Father Richard Rinn at St. Viator Catholic Church says his congregants have responded to the call. The parish offers short-term assistance on utilities and rent and such, while Catholic Charities offers a full menu of social services.
Rinn can do little but listen, and empathize as best he can, he says. “A man in front of you has lost his job and sent out 50 resumes. He’s doing all the right things. The worry is real.”
He avoids the clichés. “I’m not into this idea that this is part of God’s plan. I don’t think it’s God plan to have people go hungry. Wherever a tragedy hits, people say, ‘This is God’s plan.’ I go slow with that. I don’t think God is programming tragedy.”
The social service directors
Barbara Buckley, the outgoing speaker of the Assembly, also directs the Legal Aid Center of Southern Nevada. For whatever the rigors of herding the Legislature and dealing with recent budget crises, her description of trying to help families in legal distress sounds at least as difficult.
“Every day, it’s a tsunami. Families in distress. Domestic violence. ‘Debt collectors hounding me.’ ‘I don’t know what to do.’ ‘My spouse wants a divorce.’ ‘I’m being sued.’ ‘I’ve just been laid off.’ The stress. You can feel it,” she says. Legal Aid also serves as court-appointed counsel for children who are the victims of alleged abuse, a heartbreaking source of clients.
In January, Legal Aid, in conjunction with the courts, set up a self-help legal center in the courthouse — 29,000 people have sought help at that location alone.
“Almost all are families in crisis. Evicted. Foreclosed on. Sued. Mostly due to job loss.
“And the pressure on the families is palpable.”

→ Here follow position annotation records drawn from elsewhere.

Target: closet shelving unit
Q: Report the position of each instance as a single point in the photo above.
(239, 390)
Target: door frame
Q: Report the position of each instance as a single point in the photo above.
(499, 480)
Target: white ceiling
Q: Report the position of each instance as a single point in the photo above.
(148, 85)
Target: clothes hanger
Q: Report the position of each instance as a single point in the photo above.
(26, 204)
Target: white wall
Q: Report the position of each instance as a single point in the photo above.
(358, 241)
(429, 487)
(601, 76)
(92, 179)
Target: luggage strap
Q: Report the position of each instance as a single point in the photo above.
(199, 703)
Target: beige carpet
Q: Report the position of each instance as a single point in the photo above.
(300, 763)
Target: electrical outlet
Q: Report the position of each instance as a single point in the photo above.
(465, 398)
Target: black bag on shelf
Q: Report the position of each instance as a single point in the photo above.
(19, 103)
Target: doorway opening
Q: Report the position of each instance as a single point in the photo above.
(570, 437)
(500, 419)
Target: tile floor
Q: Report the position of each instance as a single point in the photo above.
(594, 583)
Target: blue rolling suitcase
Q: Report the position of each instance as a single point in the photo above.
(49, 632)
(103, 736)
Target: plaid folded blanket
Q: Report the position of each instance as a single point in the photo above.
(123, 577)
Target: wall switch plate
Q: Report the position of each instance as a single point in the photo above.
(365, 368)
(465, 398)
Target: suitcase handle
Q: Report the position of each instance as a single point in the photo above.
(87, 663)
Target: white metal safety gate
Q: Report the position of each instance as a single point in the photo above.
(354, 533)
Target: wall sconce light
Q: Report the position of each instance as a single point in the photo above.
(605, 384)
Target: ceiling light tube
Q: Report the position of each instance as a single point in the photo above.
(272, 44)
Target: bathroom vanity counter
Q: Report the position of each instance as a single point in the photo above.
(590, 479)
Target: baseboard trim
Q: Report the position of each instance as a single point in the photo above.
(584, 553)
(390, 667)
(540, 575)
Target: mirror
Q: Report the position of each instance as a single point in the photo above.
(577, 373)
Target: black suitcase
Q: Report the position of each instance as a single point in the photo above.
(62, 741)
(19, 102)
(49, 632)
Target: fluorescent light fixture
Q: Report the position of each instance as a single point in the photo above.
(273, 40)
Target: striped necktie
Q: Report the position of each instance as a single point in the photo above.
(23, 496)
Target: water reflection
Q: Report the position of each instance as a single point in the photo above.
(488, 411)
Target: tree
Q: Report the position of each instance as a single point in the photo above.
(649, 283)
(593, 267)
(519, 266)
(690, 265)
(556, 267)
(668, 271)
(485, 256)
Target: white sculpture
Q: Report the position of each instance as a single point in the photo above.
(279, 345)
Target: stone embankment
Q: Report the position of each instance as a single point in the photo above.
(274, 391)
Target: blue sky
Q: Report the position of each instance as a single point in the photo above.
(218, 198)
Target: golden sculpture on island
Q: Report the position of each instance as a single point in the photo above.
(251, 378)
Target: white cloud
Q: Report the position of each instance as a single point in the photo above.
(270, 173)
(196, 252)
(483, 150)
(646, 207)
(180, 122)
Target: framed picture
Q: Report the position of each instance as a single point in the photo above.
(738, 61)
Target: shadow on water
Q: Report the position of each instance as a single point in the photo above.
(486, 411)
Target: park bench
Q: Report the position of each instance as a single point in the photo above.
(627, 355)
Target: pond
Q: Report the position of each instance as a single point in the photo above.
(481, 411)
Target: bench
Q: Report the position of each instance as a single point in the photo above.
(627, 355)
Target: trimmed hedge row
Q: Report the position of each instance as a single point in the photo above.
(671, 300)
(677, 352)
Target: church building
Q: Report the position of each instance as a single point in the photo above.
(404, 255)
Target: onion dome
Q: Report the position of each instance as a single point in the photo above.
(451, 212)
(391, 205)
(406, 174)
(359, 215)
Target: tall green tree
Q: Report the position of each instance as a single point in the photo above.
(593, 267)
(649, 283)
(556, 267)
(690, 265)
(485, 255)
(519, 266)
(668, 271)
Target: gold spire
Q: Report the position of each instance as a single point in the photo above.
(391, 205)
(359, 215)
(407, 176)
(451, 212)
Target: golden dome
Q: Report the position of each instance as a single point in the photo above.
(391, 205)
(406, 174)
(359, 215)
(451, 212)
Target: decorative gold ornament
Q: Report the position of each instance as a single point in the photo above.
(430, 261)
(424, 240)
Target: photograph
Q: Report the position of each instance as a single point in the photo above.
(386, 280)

Buckley has a message for the legislators going to Carson City next year: “Don’t forget the people in distress back in your districts.”
Jeremy Hynds, the stoical young program director of the Nevada Partnership for Homeless Youth, says visits to the partnership’s transitional living house near UNLV have more than doubled in the past year.
He attributes it to the bad economy, with more families coming in, as well as teenagers on the verge of adulthood kicked out of their homes because of financial problems, or stress-induced abuse or neglect.
The partnership offers emergency housing but also longer-term independent living for 16 teens who work or go to school full time or do some combination of both.
Teens such as Courtney Speed.
Speed, who, you recall, had been living in her car with her mother, is on a new track. She has new friends — all teens in the program — and she hopes to go to film school and do something creative. She writes lyrics about life as a teen.
“She’s a sweet kid,” Hynds says. Indeed she is.
The question for Nevada is, how many Courtney Speeds are out there, alone? And what will become of them?